Prominent South-South leader and first executive governor of Edo State, Chief John Odigie-Oyegun, has lampooned the Arewa Consultative Forum (ACF) for ascribing the lack of development in the Niger-Delta region to the failure of the leaders in the area.

•Ex-Gov berates ACF over outburst against N’Delta leaders

Prominent South-South leader and first executive governor of Edo State, Chief John Odigie-Oyegun, has lampooned the Arewa Consultative Forum (ACF) for ascribing the lack of development in the Niger-Delta region to the failure of the leaders in the area.

Odigie-Oyegun said the statement was not only untrue, but reckless, highly unfortunate and very provocative.
He dismissed any attempt to absolve the federal government of blame in the despoliation and abject condition of the zone as nothing but attempt as standing facts on their head.

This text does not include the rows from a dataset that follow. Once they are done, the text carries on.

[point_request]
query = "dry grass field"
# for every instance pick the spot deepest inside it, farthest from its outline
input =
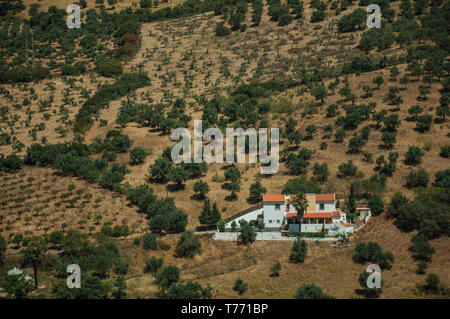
(184, 58)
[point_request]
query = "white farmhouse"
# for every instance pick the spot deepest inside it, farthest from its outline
(277, 212)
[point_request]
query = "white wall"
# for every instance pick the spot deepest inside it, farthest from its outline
(329, 207)
(274, 215)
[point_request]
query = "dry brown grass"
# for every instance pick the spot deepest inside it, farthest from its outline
(220, 263)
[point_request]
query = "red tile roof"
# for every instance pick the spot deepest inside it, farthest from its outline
(324, 197)
(273, 198)
(336, 214)
(317, 215)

He argued that while it is true that leaders from the oil rich region have played a part in the underdevelopment of the area, it is not correct to blame them solely for the parlous state of the Niger Delta.

In an interview with the Daily Sun, the erstwhile NADECO chieftain said the problem of the Niger Delta which has snowballed into armed conflict transcended the so-called corruption of the Niger Delta leaders. Instead, he said it should be taken for what it really is: a pan-Nigeria creation.
Not only is Odigie-Oyegun peeved by the attempt to segment the problem as a regional problem, he is also of the view that the timing of the statement is wrong.

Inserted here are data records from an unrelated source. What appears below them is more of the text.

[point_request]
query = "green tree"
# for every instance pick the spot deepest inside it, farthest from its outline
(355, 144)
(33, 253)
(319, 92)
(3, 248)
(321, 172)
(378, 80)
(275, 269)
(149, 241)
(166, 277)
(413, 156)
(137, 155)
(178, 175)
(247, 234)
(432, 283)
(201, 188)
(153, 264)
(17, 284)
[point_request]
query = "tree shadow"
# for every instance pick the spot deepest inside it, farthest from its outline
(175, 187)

"At a time when all men of goodwill are concerned not with trying to find fault, but solution to a problem that can bring the nation to its knees, putting the blame for the crisis on the doorstep of the Niger Delta leaders alone is, to say the least, unfortunate."
While placing the blame for the festering crisis squarely on the shoulders of the federal government, Odigie-Oyegun also cautioned that what is required at the moment is how to find a lasting solution to the crisis rather than embarking on what he called ‘blame game’.

"I think the whole nation should be blamed for the Niger Delta fiasco. The problem was caused by the insensitivity of government to the environmental degradation for decades, as well as the fact that the people were not benefiting from the proceeds of the resources from the backyard," he argued. "But this is a time to seek answers to a national malaise and not one for bandying accusations or playing the blame game. That would not benefit anybody, at all."

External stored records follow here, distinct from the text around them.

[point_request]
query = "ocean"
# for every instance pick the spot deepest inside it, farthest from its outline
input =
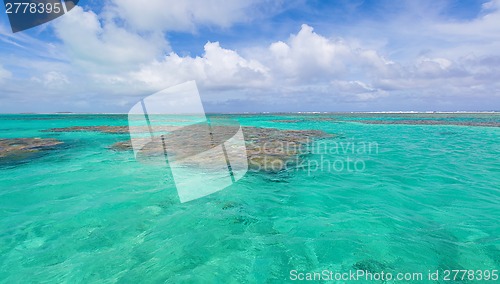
(399, 193)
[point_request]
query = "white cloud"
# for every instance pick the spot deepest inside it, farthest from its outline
(103, 54)
(217, 68)
(186, 15)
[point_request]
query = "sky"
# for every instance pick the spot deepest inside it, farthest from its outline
(258, 56)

According to him, the crisis did not creep on the nation overnight. "We saw it coming long ago. If government had heeded warning signs from the Adaka Boros and the Ken Saro-Wiwas, the situation we have on our hands at the moment would have been averted.
"The warning signs were there all these while, right from the 1960s when we had Major Adaka Boro and later Saro-Wiwa. Therefore, it is improper to write off the problem as the creation of the last eight years or so. That would be oversimplifying a complex issue, which resulted from the criminal neglect of the past Nigerian leaders. That will be wrong."
ACF, the umbrella socio-cultural organisation for the northern states, had risen from its meeting in Kaduna last weekend blaming the persistent militancy in the Niger Delta region on the failure of leaders from the area.

Specifically, ACF had accused the leadership of the region of not translating the huge resources accruing to the Niger Delta into developmental projects for enhanced standard of living for the people.
According to the forum in a communiqué issued at the end of its national executive council: "It must be pointed out that recent regimes have embarked on spirited efforts to address the problems of the Niger Delta region.

"Such efforts range from OMPADEC through the NDDC, to full implementation of 13 per cent derivation. That is why a state in the Niger Delta region would have a budget of N377 billion while another state in the same country would have N53 billion as its budget.
"In fact, as recent as last month, some states in the Niger Delta took home as much as N42 billion while many of the non-oil producing states went home with a paltry N6 billion.
"If these huge resources have not translated into developmental projects and enhanced standard of living, then it is simply not fair to blame the national government alone; the managers of these resources to the Niger Delta region are more culpable."